Before we were married, Kathleen gave me a book on the Pre-Raphaelites. At the time I had never heard of them. She instinctively knew I'd like them, and I did. The Pre-Rapahaelite Brotherhood was a school of artists in the late nineteenth and early twentieth century which held that the painter Raphael had corrupted painting through his use of classical poses. The Brotherhhod particularly rejected the Mannerist school of painting as mechanistic. Whatever their philosophy, the pre-Rapahelites gave us incredible detail and brilliant use of color. Their themes could be overly sentimental, but their best work shows emphasizes the beauty of nature and the human form. And just sometimes they give us a glimpse into the soul.

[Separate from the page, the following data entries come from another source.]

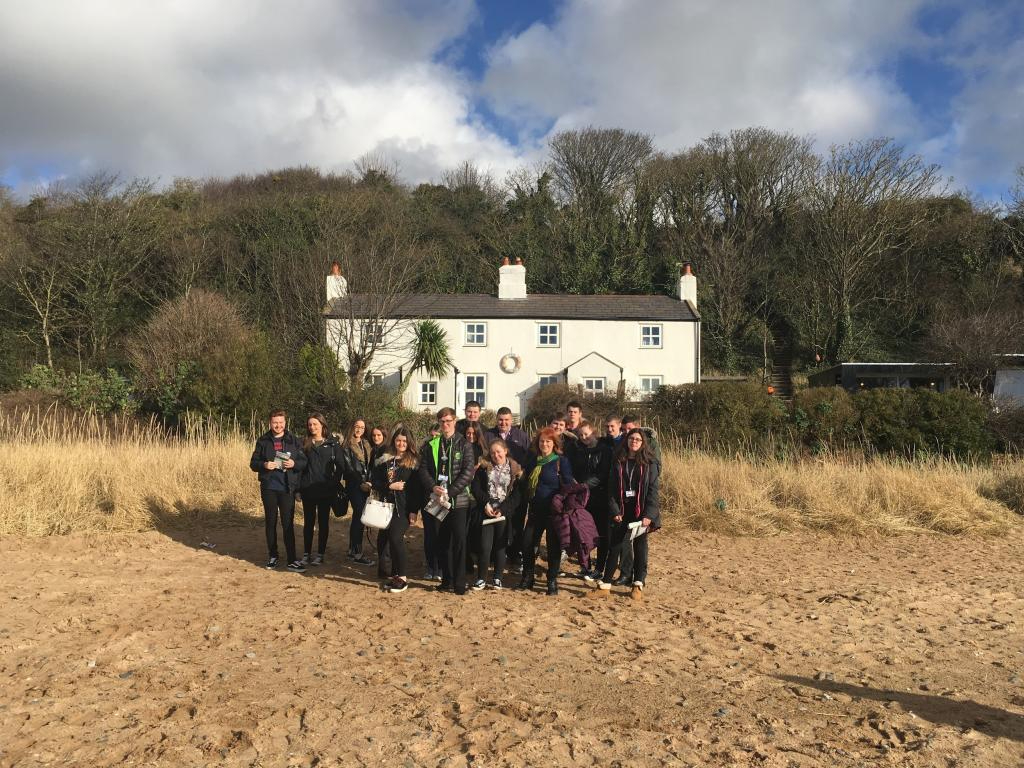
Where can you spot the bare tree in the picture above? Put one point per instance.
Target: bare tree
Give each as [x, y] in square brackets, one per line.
[728, 201]
[382, 261]
[595, 165]
[862, 208]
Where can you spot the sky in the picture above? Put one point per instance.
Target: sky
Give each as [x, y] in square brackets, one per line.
[194, 88]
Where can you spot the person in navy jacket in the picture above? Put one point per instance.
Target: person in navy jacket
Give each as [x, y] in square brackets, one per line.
[279, 461]
[547, 470]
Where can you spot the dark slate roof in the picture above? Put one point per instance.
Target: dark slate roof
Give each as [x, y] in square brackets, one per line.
[535, 306]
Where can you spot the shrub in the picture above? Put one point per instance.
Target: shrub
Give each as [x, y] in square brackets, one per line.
[920, 421]
[824, 418]
[1006, 422]
[719, 414]
[89, 390]
[553, 397]
[198, 353]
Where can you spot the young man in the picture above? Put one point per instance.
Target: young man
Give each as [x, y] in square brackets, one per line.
[515, 438]
[612, 431]
[446, 467]
[472, 411]
[594, 468]
[279, 461]
[573, 417]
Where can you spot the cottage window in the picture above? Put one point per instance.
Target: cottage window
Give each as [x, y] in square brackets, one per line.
[548, 335]
[428, 392]
[649, 384]
[650, 337]
[476, 388]
[375, 334]
[475, 334]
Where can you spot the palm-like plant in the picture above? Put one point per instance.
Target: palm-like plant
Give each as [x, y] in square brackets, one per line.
[430, 351]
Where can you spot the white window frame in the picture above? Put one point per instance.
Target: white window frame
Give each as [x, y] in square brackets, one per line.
[431, 394]
[557, 334]
[647, 331]
[478, 394]
[466, 333]
[375, 334]
[651, 377]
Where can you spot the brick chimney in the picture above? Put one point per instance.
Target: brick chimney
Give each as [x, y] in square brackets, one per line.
[337, 286]
[688, 285]
[511, 280]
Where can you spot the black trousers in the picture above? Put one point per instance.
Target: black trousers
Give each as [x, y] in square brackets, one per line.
[315, 511]
[621, 547]
[394, 539]
[539, 521]
[283, 503]
[357, 501]
[493, 542]
[515, 526]
[452, 536]
[598, 509]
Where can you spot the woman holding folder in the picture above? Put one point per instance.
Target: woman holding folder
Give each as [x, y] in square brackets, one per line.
[633, 509]
[496, 488]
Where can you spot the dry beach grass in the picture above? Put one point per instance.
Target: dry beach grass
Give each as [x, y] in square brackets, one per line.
[87, 475]
[797, 644]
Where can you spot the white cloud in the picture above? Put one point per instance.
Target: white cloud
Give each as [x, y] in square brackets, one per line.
[199, 88]
[682, 71]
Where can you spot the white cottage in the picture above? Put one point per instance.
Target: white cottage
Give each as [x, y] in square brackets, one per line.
[505, 347]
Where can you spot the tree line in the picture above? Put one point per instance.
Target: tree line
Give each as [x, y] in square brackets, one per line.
[861, 252]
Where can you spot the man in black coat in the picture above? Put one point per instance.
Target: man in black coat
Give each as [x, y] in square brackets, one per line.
[279, 461]
[446, 467]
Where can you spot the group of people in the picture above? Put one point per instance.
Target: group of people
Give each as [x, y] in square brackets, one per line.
[487, 497]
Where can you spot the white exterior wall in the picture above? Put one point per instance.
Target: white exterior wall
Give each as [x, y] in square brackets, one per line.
[676, 361]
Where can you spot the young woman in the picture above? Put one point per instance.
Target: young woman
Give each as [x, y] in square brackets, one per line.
[357, 465]
[496, 488]
[392, 471]
[378, 442]
[546, 471]
[318, 485]
[632, 498]
[378, 446]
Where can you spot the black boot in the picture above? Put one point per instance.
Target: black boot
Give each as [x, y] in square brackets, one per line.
[526, 583]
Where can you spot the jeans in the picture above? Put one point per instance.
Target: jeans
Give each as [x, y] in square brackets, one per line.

One favorite theme of the Pre-Raphelites was the Arthurian cycle of legend, and its many interpretations. Alfred, Lord Tennyson's poem, "The Lady of Shalott," loosely based on the Arthurian legend of Elaine of Astolat, was the subject of several pre-Raphaelite paintings, including three by John William Waterhouse. The poem tells of a woman who is confined to a tower, and is cursed to weave a magic web without looking at the world. When Sir Lancelot passes by her tower, she is so enamored of him that she abandons her loom and sets off in a boat to pursue the knight. Because of the curse, she dies before reaching Camelot.
"'I am Half Sick of Shadows,' said the "Lady of Shalott," pictured above, illustrates the following stanza:
But in her web she still delights
To weave the mirror's magic sights,
For often thro' the silent nights
A funeral, with plumes and lights
And music, went to Camelot:
Or when the moon was overhead,
Came two young lovers lately wed:
"I am half sick of shadows," said
The Lady of Shalott.
The painting now hangs in the Art Gallery of Ontario in Toronto. A larger copy of the painting can be found here. And yes, I fell in love with the woman at the loom the first time I saw the painting. Kathleen doesn't have a lot to worry about. For one thing, the woman's hair and figure are very much like Kathleen's And for another, the painting is from 1916, and the model for the picture has surely passed on.